The group had evidently noticed the damaged drone also as he could hear their voices approaching the kino.

"Looks pretty fried." Brody reported, moving in to look at it. "It's one of the maintenance drones. The last one I guess. Explains why none of this stuff has been used in a while. Nothing to use it."

Young picked up the radio.

"Pretty much what Rush was saying. Can you identify any of the other crates?"

Brody stepped in front of the kino lens and looked at them.

"There's some squingies several aisles down, one of the crates was open. But a lot of this stuff is nothing we've come across yet. There's what looks like panelling stacked at the far end. I'm hoping it's hull panels and bulkheads so we can repair some of the breaches. If we're lucky there will be dome panelling."

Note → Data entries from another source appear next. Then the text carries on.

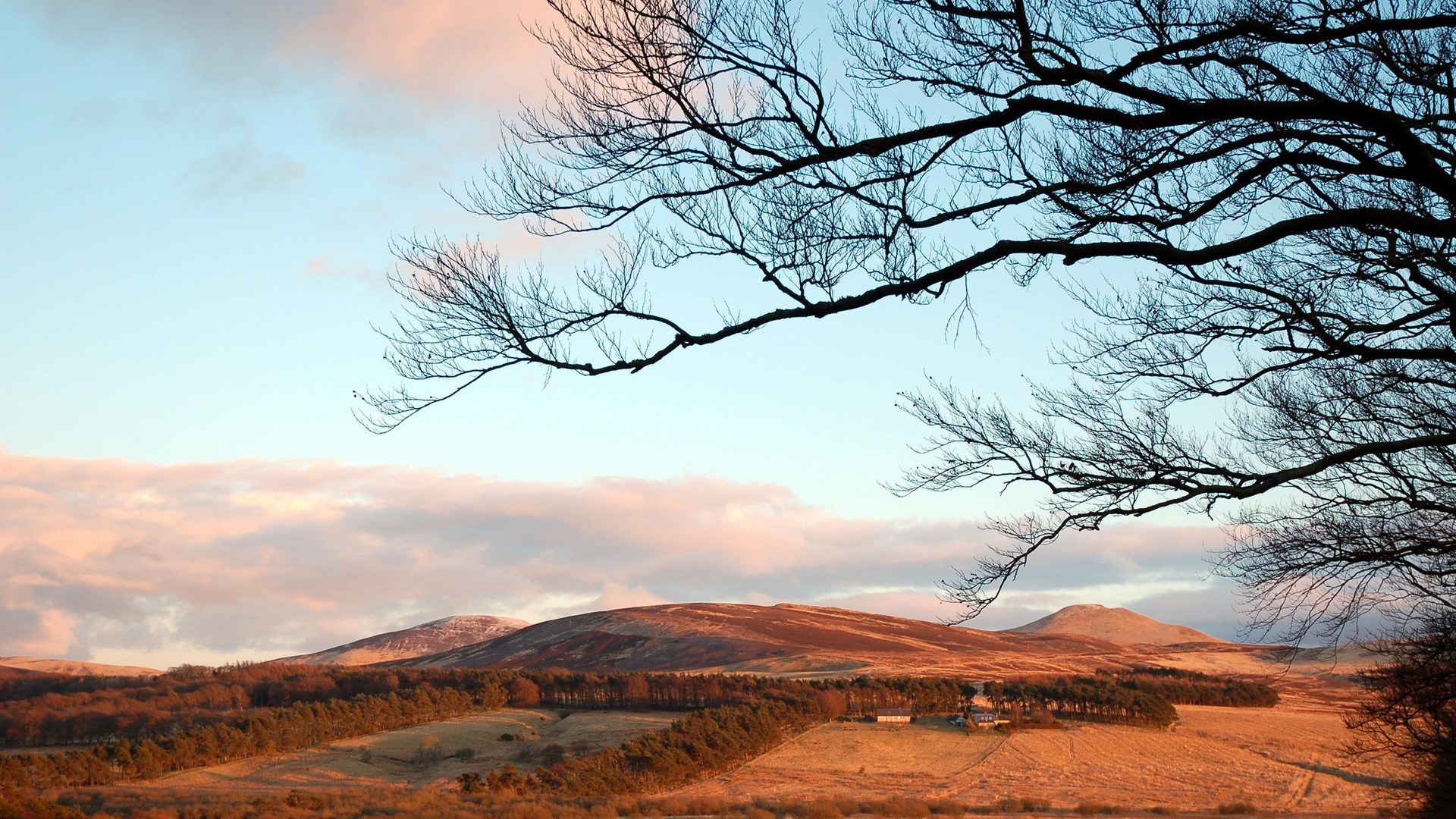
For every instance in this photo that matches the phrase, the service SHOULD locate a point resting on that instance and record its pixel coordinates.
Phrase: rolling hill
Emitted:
(424, 639)
(1116, 626)
(76, 668)
(783, 639)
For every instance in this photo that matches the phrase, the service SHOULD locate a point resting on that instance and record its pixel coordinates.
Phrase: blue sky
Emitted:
(196, 212)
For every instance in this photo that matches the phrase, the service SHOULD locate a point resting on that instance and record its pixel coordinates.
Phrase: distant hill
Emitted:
(1114, 626)
(424, 639)
(76, 668)
(783, 639)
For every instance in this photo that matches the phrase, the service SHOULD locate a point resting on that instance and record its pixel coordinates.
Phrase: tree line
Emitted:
(1142, 697)
(206, 717)
(701, 745)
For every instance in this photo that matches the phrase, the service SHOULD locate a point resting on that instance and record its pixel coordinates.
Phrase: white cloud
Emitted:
(206, 561)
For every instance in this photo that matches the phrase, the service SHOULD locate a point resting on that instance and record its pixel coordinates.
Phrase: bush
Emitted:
(1097, 808)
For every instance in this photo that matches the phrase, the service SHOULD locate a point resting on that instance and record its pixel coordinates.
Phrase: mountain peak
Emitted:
(419, 640)
(1112, 624)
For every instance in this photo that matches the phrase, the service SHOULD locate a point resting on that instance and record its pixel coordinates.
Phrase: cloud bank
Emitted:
(435, 52)
(124, 561)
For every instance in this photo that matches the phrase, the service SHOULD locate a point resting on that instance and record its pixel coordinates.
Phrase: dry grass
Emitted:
(1285, 760)
(427, 755)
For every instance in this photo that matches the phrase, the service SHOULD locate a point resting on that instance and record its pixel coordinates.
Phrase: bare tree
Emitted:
(1274, 180)
(1411, 710)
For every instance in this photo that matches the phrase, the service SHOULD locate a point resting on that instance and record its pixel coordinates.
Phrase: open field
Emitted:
(428, 754)
(1286, 760)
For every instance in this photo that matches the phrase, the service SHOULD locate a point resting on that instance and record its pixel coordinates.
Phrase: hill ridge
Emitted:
(1116, 626)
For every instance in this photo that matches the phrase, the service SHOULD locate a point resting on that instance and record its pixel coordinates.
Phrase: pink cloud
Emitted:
(254, 558)
(433, 50)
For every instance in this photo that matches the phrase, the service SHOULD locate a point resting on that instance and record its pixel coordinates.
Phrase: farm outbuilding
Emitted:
(893, 716)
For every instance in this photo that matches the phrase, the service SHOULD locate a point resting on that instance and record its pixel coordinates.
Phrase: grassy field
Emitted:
(1285, 760)
(427, 755)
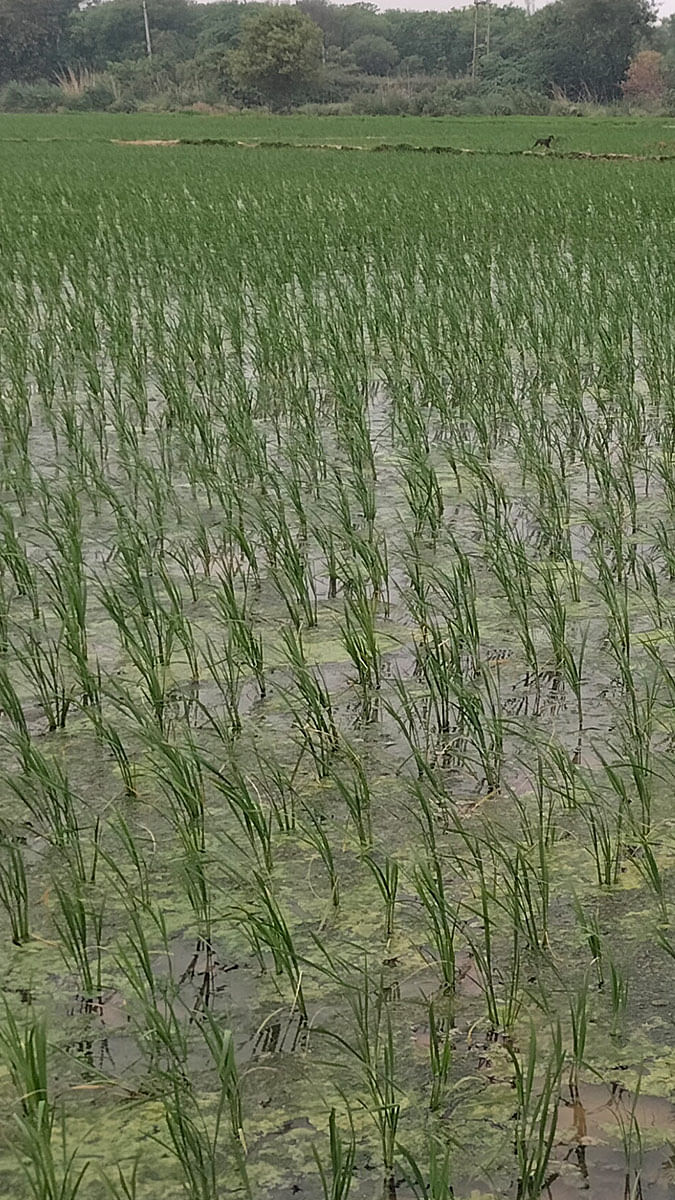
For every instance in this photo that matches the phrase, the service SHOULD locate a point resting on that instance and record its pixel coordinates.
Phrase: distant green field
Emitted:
(641, 136)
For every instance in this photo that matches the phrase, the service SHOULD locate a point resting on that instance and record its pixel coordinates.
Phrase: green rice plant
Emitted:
(432, 1182)
(590, 928)
(359, 635)
(314, 833)
(41, 661)
(537, 1113)
(161, 1029)
(196, 881)
(11, 705)
(246, 807)
(248, 643)
(79, 927)
(279, 790)
(317, 724)
(49, 1175)
(43, 789)
(386, 875)
(15, 558)
(293, 580)
(501, 987)
(458, 588)
(423, 492)
(226, 672)
(619, 987)
(109, 737)
(440, 1055)
(13, 891)
(441, 916)
(357, 797)
(268, 930)
(336, 1179)
(526, 893)
(24, 1054)
(220, 1044)
(193, 1144)
(372, 1050)
(579, 1023)
(120, 874)
(124, 1187)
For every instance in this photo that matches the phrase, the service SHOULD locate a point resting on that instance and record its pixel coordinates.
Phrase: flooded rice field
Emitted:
(336, 677)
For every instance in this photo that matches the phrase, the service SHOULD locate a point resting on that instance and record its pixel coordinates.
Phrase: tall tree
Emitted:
(280, 54)
(31, 36)
(585, 46)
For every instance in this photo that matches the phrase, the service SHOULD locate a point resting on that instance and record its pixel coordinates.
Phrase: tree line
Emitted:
(103, 53)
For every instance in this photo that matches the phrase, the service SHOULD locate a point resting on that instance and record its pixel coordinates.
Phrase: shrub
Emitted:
(30, 97)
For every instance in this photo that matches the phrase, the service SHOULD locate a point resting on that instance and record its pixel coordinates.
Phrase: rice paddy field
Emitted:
(336, 672)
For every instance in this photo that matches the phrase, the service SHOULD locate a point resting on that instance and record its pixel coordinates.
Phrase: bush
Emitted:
(30, 97)
(96, 99)
(124, 105)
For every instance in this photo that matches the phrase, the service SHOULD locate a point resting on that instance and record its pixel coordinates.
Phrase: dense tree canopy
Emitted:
(31, 36)
(581, 48)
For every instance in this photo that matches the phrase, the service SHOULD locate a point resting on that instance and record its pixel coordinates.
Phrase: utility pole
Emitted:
(147, 23)
(476, 3)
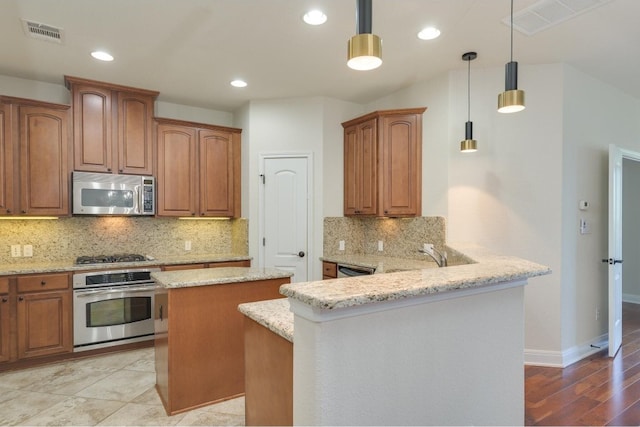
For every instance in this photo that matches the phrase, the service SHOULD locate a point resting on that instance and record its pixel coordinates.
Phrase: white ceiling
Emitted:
(189, 50)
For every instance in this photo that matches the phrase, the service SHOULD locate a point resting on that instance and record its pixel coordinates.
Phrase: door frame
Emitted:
(616, 154)
(262, 157)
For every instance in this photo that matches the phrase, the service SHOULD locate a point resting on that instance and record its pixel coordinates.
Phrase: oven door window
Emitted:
(118, 311)
(107, 198)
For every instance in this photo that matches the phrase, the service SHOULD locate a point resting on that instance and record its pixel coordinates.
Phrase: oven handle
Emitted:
(86, 294)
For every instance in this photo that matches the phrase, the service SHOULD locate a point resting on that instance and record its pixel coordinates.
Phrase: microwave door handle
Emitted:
(140, 207)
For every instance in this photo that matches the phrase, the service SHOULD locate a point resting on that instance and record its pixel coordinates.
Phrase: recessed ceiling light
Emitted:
(429, 33)
(238, 83)
(315, 17)
(102, 56)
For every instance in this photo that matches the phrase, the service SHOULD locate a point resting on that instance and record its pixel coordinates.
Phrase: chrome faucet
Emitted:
(438, 257)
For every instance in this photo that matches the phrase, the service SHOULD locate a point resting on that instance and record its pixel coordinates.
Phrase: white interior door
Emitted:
(615, 249)
(616, 155)
(286, 215)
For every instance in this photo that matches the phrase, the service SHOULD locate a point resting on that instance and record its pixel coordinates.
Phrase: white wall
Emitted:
(309, 125)
(595, 115)
(631, 231)
(32, 89)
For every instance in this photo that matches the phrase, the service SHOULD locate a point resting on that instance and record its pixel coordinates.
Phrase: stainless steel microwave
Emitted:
(112, 194)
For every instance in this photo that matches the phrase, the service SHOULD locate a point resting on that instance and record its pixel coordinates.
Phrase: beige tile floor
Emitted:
(116, 389)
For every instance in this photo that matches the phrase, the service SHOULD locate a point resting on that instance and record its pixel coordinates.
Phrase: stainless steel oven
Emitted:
(112, 307)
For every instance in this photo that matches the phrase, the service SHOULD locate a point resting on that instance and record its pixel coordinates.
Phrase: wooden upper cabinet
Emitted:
(401, 143)
(177, 175)
(6, 161)
(383, 164)
(44, 164)
(360, 171)
(34, 157)
(112, 127)
(198, 169)
(218, 170)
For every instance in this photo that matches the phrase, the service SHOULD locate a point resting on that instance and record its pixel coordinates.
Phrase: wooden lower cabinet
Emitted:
(199, 344)
(35, 316)
(329, 270)
(268, 377)
(44, 315)
(5, 320)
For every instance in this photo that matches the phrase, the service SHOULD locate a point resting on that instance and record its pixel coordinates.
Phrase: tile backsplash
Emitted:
(65, 239)
(401, 237)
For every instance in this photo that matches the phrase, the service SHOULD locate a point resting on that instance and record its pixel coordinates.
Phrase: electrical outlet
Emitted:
(16, 251)
(27, 250)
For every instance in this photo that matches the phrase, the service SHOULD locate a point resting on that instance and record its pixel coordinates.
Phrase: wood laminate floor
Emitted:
(595, 391)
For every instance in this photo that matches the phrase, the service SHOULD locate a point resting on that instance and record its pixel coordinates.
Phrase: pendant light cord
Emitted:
(469, 90)
(511, 58)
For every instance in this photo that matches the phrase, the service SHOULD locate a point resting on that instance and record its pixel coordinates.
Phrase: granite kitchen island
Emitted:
(438, 346)
(199, 342)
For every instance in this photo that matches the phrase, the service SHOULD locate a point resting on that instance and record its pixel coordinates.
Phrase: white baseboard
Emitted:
(562, 359)
(632, 298)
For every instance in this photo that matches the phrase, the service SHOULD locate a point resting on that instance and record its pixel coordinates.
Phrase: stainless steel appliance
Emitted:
(350, 271)
(112, 194)
(112, 307)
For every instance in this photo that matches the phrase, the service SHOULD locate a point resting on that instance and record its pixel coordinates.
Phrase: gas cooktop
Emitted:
(102, 259)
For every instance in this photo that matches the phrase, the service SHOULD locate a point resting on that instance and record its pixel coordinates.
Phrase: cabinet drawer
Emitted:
(329, 269)
(182, 267)
(44, 282)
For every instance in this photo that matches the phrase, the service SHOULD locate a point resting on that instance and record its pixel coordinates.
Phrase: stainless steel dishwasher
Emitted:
(351, 271)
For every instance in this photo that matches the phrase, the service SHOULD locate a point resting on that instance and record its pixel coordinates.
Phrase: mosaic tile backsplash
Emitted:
(65, 239)
(401, 237)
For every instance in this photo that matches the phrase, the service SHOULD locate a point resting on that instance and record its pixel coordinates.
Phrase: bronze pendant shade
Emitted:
(469, 145)
(364, 50)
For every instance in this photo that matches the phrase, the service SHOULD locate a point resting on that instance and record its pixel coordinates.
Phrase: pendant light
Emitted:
(364, 51)
(469, 144)
(512, 99)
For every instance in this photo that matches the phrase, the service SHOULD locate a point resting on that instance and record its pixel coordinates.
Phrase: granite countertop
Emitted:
(216, 276)
(382, 264)
(488, 268)
(62, 266)
(273, 314)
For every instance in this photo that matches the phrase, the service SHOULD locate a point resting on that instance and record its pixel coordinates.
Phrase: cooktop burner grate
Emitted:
(102, 259)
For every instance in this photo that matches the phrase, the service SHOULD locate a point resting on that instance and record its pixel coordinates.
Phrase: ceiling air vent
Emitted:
(547, 13)
(41, 31)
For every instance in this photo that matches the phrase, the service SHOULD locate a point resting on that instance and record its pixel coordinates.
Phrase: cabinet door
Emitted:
(360, 172)
(177, 179)
(92, 129)
(6, 162)
(4, 320)
(401, 165)
(135, 140)
(44, 167)
(217, 173)
(44, 323)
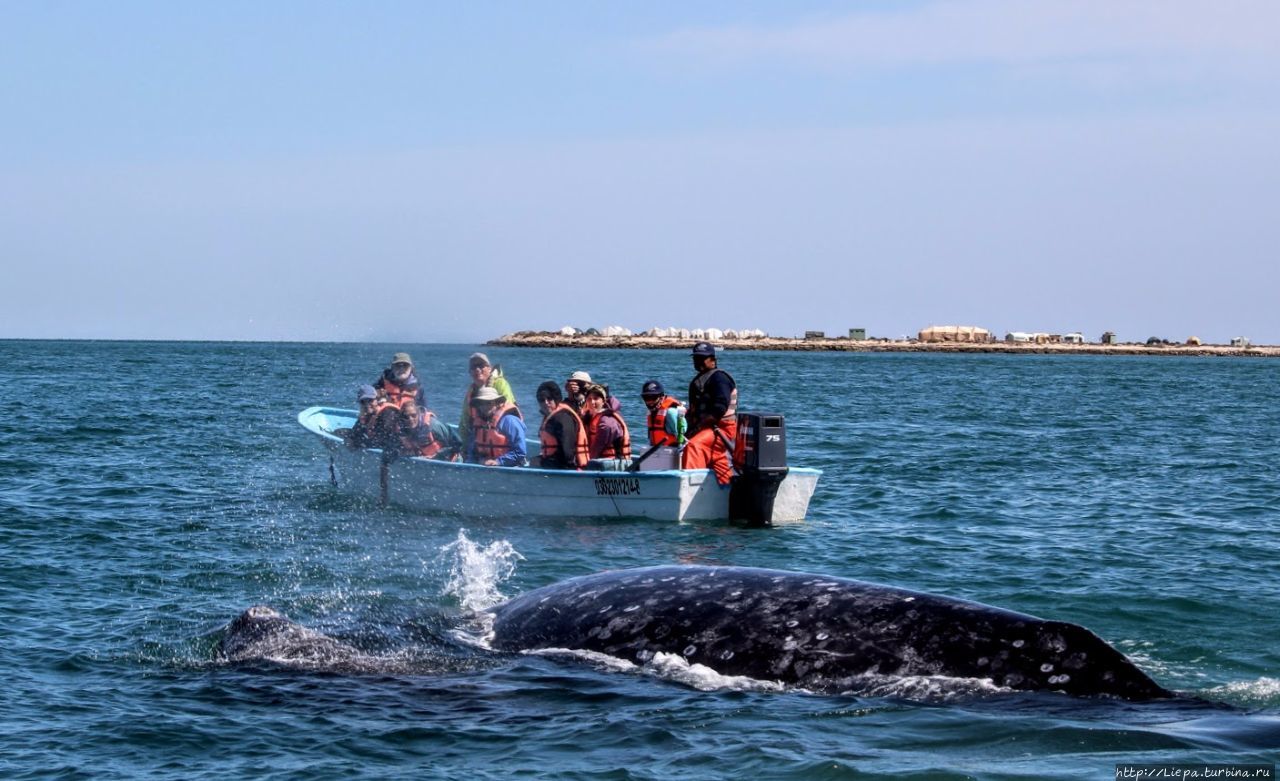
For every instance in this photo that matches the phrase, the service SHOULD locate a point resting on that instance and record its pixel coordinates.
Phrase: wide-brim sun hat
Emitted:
(487, 393)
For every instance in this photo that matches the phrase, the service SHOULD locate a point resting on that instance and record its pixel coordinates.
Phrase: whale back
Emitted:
(261, 634)
(819, 633)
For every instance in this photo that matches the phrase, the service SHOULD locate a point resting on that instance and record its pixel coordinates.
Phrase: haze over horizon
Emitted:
(419, 172)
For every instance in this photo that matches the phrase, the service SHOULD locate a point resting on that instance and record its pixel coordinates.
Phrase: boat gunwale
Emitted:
(668, 474)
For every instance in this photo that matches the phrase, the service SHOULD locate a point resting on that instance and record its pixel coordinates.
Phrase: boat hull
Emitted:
(470, 489)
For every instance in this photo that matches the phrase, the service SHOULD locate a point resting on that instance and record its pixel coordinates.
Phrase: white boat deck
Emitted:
(470, 489)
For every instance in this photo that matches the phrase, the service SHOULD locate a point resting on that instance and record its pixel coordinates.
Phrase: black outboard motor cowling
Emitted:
(760, 457)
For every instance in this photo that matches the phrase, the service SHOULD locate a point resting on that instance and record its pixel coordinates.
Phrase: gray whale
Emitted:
(818, 633)
(263, 634)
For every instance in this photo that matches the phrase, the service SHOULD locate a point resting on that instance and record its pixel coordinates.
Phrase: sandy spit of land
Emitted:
(553, 339)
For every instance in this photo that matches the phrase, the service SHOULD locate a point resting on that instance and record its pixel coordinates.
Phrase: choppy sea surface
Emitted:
(150, 492)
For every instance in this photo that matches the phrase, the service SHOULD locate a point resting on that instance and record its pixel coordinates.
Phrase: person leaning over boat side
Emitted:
(400, 382)
(483, 373)
(607, 433)
(498, 433)
(362, 434)
(575, 391)
(562, 434)
(712, 415)
(666, 415)
(425, 434)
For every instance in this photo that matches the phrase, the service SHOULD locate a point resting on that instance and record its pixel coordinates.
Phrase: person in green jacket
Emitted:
(483, 373)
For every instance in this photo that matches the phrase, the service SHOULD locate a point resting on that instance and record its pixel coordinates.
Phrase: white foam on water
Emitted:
(673, 667)
(476, 571)
(1261, 692)
(923, 688)
(668, 667)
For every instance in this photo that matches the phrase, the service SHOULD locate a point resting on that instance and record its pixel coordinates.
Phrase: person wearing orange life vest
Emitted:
(666, 415)
(498, 435)
(425, 434)
(400, 382)
(712, 416)
(606, 430)
(562, 434)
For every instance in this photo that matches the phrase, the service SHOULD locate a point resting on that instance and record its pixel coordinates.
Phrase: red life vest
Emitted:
(620, 450)
(490, 443)
(658, 421)
(551, 446)
(421, 439)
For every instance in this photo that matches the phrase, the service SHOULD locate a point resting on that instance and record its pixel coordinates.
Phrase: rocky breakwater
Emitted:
(530, 338)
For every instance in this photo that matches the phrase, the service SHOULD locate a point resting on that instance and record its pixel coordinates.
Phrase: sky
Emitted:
(452, 172)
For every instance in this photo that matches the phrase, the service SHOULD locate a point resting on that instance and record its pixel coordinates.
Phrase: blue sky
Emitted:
(451, 172)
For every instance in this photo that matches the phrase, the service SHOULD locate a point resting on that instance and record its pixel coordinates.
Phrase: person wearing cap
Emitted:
(606, 432)
(562, 434)
(497, 434)
(400, 382)
(361, 434)
(425, 434)
(483, 375)
(666, 415)
(575, 391)
(712, 415)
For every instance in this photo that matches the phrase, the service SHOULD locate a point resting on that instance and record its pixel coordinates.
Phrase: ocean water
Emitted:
(150, 492)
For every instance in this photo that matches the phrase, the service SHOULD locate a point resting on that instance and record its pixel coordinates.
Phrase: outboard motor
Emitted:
(760, 458)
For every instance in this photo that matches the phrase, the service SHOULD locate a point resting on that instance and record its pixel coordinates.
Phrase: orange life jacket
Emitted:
(414, 442)
(658, 421)
(620, 450)
(551, 446)
(490, 443)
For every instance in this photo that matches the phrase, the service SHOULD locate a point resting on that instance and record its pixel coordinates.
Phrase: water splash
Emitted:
(476, 571)
(1264, 692)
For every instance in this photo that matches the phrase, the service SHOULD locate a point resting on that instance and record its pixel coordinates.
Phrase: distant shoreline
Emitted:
(794, 345)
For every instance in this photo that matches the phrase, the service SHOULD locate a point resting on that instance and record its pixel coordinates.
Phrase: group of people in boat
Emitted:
(581, 424)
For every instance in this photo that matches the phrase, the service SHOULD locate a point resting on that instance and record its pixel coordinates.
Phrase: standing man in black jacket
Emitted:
(712, 415)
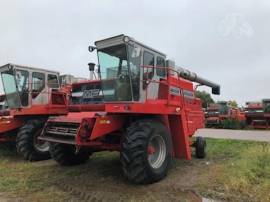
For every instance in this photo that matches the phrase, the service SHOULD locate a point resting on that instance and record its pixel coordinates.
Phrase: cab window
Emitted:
(161, 70)
(53, 81)
(148, 60)
(38, 83)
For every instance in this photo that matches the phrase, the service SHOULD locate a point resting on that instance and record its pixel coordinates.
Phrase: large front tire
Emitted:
(27, 143)
(146, 152)
(66, 155)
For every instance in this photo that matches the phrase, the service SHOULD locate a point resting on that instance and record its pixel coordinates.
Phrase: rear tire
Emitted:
(140, 165)
(200, 146)
(26, 141)
(66, 155)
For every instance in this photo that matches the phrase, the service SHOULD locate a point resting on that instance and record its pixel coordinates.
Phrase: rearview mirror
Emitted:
(91, 66)
(91, 48)
(216, 90)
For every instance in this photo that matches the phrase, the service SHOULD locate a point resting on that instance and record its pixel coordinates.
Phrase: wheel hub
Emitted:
(40, 145)
(156, 151)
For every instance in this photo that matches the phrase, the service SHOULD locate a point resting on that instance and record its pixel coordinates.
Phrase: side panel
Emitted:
(9, 123)
(180, 136)
(107, 124)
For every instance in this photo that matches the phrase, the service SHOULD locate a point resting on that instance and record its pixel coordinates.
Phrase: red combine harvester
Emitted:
(217, 113)
(31, 96)
(258, 114)
(142, 107)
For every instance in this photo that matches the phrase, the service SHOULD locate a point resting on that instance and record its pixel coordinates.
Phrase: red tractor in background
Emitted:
(31, 96)
(143, 106)
(222, 115)
(258, 114)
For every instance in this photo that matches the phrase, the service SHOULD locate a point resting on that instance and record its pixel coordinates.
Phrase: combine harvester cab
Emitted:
(31, 96)
(219, 113)
(143, 106)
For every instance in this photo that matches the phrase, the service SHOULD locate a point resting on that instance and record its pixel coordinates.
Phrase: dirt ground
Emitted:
(255, 135)
(101, 179)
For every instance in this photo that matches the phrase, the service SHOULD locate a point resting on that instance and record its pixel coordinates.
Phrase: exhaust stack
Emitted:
(186, 74)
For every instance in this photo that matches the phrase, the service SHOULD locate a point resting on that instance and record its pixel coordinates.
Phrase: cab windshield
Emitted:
(16, 87)
(119, 73)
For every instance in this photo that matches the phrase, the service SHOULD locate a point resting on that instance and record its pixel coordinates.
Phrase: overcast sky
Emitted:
(226, 41)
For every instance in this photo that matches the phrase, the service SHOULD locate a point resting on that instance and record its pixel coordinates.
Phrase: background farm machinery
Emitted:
(222, 115)
(31, 96)
(258, 114)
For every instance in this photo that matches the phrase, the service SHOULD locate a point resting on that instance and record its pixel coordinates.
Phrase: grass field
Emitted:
(232, 171)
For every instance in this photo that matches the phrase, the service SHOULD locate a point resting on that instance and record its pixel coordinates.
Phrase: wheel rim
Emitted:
(40, 145)
(156, 151)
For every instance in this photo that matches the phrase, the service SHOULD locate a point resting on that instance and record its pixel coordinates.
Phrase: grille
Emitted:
(61, 132)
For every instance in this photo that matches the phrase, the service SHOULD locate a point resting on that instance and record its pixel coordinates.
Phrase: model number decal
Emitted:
(188, 94)
(175, 91)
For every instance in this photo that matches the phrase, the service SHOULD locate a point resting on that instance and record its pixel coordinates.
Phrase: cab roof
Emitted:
(115, 40)
(30, 68)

The bridge crew watched as the exploratory party started to open crates, Brody chalking on the side of any crates holding anything identifiable. Rush and Eli were stopping the kinos intermittently to translate crate labelling, although it appeared that only about half the crates were labelled.

"I don't think we're going to be able to empty this room for hydroponics." Volker said.

"I'd agree with you on that." Young said. "No way are we going to be able to move that much stuff out."

"Where would we even store it?" Eli asked. "Maybe the other room is emptier. I mean they've had several million years to use up all the spare parts right?"

"Your guess is as good as mine." Young said.

"Probably better." Muttered Rush.

Young shook his head disbelievingly.

Rush continued. "I could really do with taking a look at…"

"No." Susannah cut him off sharply. "You are going nowhere. None of the four of you I've been treating are going anywhere, and I've made that perfectly clear to Lieutenant Johansen, Sergeant Greer and Corporal Barnes also. You are off strenuous duties until I'm satisfied you are all recovered, you especially."

Rush huffed, but said nothing, opting to watch the rest of the exploration. Young let them continue for another hour, recording and tagging identifiable items, and establishing that among other things there was indeed a significant amount of hull plates and bulkhead panels at the far end of the room.

"Lets just hope that the other room has the dome panels in." Eli said. "I could do with some fresh greens, and I NEVER thought I'd EVER say that."